Swissgrid collaboration puts Daline to work 

The tools have already been seen in action in Shuo’s collaboration with Swissgrid. Together they used data-driven linearisation methods to support remedial actions for a European power grid, encompassing more than 11,000 connection points and 18,000 power lines, in order to improve grid reliability when incorporating renewables. The results, which show the superiority of data-driven methods, will be shared at the IEEE Power & Energy Society General Meeting in July 2024 by Aline Scherrer (a student Shuo has supervised).    

Daline is a practical product of highly academic work on linearisation. Both the exhaustive underlying evaluation of all available methods, and the user-friendly tools themselves, serve the goal of providing fundamental research and tools to assist other researchers as well as engineers. The work has been demanding, but has brought unexpected discoveries along the way. “In developing the whole toolbox, I have identified and solved a problem in that field. And because of that, I also developed several new methods,” Shuo says. “Plenty of unsolved problems, and new methods for solving them, have turned up in my research.”  

One particular insight secured Shuo a grant from the Swiss National Science Foundation, funding him to investigate the linearity mechanism in power systems. This is a purely theoretical topic associated with many aspects of the energy domain. He hopes this work, like Daline, will result in foundational insights that can benefit the field at large. “It’s like playing a game, but my aim isn’t to win,” says Shuo. “I want to enable others to play better.”    

 

References: 

[1]  Daline: https://www.shuo.science/daline.
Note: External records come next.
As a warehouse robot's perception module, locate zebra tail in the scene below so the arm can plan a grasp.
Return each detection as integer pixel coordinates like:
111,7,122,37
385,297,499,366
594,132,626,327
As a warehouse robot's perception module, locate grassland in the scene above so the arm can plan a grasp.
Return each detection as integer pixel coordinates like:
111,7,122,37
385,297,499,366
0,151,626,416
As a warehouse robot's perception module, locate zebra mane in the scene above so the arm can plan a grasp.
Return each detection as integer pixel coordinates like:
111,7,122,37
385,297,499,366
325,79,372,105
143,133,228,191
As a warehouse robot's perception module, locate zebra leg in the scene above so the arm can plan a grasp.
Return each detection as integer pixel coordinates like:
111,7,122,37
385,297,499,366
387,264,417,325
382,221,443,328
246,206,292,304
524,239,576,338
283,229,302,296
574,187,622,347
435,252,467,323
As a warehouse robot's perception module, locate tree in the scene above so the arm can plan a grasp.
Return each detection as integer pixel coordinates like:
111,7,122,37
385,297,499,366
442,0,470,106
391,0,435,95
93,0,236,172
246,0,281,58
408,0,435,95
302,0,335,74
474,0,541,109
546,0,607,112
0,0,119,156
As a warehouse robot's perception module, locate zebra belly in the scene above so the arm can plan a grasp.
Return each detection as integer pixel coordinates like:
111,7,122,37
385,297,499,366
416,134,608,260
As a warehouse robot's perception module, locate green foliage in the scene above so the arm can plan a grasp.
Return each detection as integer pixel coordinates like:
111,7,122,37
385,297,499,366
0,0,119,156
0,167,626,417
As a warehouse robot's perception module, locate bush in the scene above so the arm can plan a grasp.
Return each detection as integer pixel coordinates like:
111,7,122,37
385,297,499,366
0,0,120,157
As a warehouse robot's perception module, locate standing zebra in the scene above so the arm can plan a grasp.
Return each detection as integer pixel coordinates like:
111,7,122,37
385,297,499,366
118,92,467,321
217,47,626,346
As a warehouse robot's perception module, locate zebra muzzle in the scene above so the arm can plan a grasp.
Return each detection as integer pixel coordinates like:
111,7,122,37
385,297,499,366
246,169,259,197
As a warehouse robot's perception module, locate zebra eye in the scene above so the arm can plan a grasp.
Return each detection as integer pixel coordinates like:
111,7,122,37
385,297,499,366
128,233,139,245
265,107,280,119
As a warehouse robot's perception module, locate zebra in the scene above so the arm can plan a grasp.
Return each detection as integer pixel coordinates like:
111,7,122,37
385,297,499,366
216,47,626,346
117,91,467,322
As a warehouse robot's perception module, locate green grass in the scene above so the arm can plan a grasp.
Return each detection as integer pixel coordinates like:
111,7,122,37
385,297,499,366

[2]  Mengshuo Jia, Gabriela Hug, “Overview of Data-driven Power Flow Linearization,” 2023 IEEE PowerTech Conference, Belgrade, Serbia. 

[3]  Mengshuo Jia, Gabriela Hug, Ning Zhang, Zhaojian Wang, Yi Wang, Chongqing Kang. “Data-driven Power Flow Linearization: Theory”.  

[4]  Mengshuo Jia, Gabriela Hug, Ning Zhang, Zhaojian Wang, Yi Wang, Chongqing Kang. “Data-driven Power Flow Linearization: Simulation”.  

[5]  Mengshuo Jia, Wen Yi Chan, Gabriela Hug. “Daline: A Data-driven Power Flow Linearization Toolbox for Power Systems Research and Education,” ETH Research Collection.   

[6] Mengshuo Jia, Zeyu Cui, Gabriela Hug. “Enabling Large Language Models to Perform Power System Simulations with Previously Unseen Tools: A Case of Daline”. 

[7]  Mengshuo Jia, Wen Yi Chan, Gabriela Hug. “User Manual for Daline 1.1.5,” ETH Research Collection.  

[8]  Aline Scherrer, Georgia Pierrou, Mengshuo Jia, Marc Hohmann, Gabriela Hug. “Physics-Data-Driven Power Flow Linearization Considering Topological Remedial Actions,” IEEE PES General Meeting 2024, Seattle, WA, USA. 

[9]  Mengshuo Jia, “Rethinking Power Systems Computation: Uncovering Linearity/Nonlinearity Mechanism,” Swiss National Science Foundation, Principal Investigator, No.221126.